The supplied test data sets are broken up into medium and large individual documents, along with several collections of smaller documents. The medium documents are:

  • periodic.xml, periodic table of the elements in XML. Some attributes, fairly flat tree (114K bytes).

  • soap2.xml, generated array of values in SOAP document form. Heavy on namespaces and attributes (131K bytes).

Published test results use a third medium sized file, xml.xml. This is the actual text of the XML specification, with the external DTD reference removed and all entities defined in the internal DTD subset. It consists of presentation-style markup with heavy mixed content and some attributes. This file is not included in the distribution due to copyright restrictions that prohibit distributing any modified version of the document.

The large documents are:

  • weblog.xml, a log of web page accesses reformatted as XML. Flat structure with no attributes and generally short character data sequences as content (2.9M bytes).

  • factbook.xml, CIA World Factbook data reformatted as XML. Variable structure with no attributes and heavy character data content (4.0M bytes).

The collections of small documents are:

  • ants, XML configuration files for the Ant build utility from a number of open source projects (18 documents, 100K bytes total).

  • fms, RDF documents from Freshmeat.net (37 documents, 136K bytes total).

  • soaps, SOAP request and response documents from an early version of the SOAP 1.2 specification and from an interoperability test set (42 documents, 30K bytes total).

  • webs, web application configuration files from a number of open source projects (70 documents, 132K bytes total).

Test Results

Current timing results are published on the IBM developerWorks XML zone, in the article Improve XML transport performance, Part 2.

As a supplement to the charts supplied in that article, the three figures below give the results for a test run with the Sun 1.4.1 JVM for Linux (using the Piccolo parser, which tends to deliver the best performance of the ones I've tested with the Sun JVM). Note that the zip and gzip performance shown in these test results is far worse than those from the IBM 1.4.1 JVM. I haven't identified the cause of the problem, but it appears to be present for both the 1.4.1 and 1.4.2 JVMs from Sun (those are the only ones I've tried).

Figure 1. Medium document performance, Sun 1.4.1 JVM
Medium document performance, Sun 1.4.1 JVM
Figure 2. Large document performance, Sun 1.4.1 JVM
Large document performance, Sun 1.4.1 JVM
Figure 3. Small document performance, Sun 1.4.1 JVM
Small document performance, Sun 1.4.1 JVM

The total times are 9.55 seconds for text, 3.44 seconds for XBIS, 247.65 seconds for zip, and 251.20 seconds for gzip. The next three figures give the results for the same tests, run on the IBM 1.4.1 JVM (also using the Piccolo parser). These are essentially the same results as shown in the developerWorks article referenced above, though these include the zip test results and were run on the final version of the code included in the 0.9.5 release (a slightly later version than was used for the test results published in the article). The total times in this case are 4.53 seconds for text, 2.21 seconds for XBIS, 12.18 seconds for zip, and 12.72 seconds for gzip.

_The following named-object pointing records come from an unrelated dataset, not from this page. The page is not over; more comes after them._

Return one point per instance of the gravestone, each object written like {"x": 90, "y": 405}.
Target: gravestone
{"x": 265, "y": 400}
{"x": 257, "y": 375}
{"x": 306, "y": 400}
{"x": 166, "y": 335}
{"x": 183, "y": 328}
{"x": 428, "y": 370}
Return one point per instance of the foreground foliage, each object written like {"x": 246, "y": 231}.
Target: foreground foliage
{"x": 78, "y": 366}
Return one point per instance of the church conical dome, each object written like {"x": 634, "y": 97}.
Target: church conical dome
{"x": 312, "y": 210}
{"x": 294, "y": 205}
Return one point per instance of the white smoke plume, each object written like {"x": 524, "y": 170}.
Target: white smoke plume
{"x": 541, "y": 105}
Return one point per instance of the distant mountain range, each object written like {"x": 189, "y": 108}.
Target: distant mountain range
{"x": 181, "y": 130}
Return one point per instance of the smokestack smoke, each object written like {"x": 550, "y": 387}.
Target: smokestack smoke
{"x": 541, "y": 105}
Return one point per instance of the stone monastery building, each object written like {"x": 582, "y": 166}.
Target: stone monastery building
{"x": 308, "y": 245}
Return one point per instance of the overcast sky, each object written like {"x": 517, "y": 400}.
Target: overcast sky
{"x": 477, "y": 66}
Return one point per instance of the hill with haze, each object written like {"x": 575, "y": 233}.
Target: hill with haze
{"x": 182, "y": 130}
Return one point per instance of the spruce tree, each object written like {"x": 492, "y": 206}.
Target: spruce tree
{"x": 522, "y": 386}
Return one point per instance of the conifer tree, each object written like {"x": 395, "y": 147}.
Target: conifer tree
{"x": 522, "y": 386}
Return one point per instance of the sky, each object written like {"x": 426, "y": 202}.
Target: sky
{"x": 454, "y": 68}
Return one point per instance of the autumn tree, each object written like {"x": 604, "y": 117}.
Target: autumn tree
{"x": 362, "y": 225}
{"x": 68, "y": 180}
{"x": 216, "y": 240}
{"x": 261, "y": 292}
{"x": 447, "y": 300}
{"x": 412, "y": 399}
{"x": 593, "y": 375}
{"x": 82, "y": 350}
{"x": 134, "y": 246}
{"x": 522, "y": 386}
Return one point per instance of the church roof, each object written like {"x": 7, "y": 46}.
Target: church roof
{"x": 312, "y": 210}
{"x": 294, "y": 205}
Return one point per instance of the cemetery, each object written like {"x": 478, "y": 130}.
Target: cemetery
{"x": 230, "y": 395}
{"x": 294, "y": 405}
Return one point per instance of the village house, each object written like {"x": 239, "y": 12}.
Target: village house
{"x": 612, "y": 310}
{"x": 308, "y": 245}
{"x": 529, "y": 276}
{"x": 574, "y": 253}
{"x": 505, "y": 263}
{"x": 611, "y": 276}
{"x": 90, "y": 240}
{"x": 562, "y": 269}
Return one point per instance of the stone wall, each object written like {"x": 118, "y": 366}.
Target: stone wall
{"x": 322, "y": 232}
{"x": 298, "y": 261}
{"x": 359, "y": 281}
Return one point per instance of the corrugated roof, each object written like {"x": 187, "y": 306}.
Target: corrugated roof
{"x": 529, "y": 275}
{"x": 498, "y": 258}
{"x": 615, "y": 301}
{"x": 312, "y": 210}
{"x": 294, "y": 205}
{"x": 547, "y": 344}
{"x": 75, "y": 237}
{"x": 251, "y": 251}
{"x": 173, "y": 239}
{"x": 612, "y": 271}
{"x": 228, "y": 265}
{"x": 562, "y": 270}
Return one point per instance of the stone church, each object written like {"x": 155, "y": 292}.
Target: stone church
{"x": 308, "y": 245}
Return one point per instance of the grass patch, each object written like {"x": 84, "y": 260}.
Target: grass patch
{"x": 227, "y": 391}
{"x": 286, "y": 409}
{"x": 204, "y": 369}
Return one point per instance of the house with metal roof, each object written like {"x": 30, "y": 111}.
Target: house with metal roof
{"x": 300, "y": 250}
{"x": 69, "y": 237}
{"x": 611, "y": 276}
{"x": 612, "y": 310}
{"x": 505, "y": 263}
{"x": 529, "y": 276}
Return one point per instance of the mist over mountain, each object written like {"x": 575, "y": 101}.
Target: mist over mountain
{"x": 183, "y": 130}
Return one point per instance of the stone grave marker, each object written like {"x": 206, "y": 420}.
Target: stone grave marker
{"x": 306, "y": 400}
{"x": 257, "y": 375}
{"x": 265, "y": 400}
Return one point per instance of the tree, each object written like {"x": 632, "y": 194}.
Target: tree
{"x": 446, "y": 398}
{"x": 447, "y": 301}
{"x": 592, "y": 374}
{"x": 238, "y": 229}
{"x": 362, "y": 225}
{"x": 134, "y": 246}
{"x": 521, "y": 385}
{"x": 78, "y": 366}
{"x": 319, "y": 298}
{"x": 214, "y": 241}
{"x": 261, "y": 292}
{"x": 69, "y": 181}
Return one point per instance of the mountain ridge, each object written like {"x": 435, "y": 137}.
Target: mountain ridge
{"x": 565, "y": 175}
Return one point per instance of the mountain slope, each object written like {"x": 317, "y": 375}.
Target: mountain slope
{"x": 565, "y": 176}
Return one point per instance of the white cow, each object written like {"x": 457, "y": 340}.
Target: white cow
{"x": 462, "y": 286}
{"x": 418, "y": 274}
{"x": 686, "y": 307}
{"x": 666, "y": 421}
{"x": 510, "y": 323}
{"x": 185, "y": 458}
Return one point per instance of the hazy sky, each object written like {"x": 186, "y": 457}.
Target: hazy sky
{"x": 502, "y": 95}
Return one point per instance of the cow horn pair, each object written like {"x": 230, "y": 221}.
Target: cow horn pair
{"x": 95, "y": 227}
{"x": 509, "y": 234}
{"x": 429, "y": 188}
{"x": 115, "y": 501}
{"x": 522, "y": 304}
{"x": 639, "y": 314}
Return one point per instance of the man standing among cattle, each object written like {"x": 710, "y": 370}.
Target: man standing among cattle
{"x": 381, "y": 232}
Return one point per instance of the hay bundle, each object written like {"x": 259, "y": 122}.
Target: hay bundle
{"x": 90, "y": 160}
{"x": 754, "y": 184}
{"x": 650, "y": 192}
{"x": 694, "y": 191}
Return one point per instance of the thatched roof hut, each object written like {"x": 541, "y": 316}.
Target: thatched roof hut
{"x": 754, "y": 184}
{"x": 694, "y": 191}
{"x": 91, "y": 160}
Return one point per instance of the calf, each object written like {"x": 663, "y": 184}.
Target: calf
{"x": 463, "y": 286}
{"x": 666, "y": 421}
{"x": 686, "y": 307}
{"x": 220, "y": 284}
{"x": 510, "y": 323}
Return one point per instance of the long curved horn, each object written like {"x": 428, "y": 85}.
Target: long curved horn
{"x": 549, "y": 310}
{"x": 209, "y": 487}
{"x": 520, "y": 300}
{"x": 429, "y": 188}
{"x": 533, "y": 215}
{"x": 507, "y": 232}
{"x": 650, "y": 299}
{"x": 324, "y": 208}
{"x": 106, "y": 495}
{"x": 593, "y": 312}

Figure 4. Medium document performance, IBM 1.4.1 JVM
Medium document performance, IBM 1.4.1 JVM
Figure 5. Large document performance, IBM 1.4.1 JVM
Large document performance, IBM 1.4.1 JVM
Figure 6. Small document performance, IBM 1.4.1 JVM
Small document performance, IBM 1.4.1 JVM

Earlier timing results (included in the 0.9 distribution) compared XBIS with different XML parsers running on different JVMs. These tests used a text output approach that was considerably slower than the JAXP null transformation in the current test code. The newer approach has reduced the relative advantage of XBIS over text for output, more accurately reflecting the benefits of the different techniques.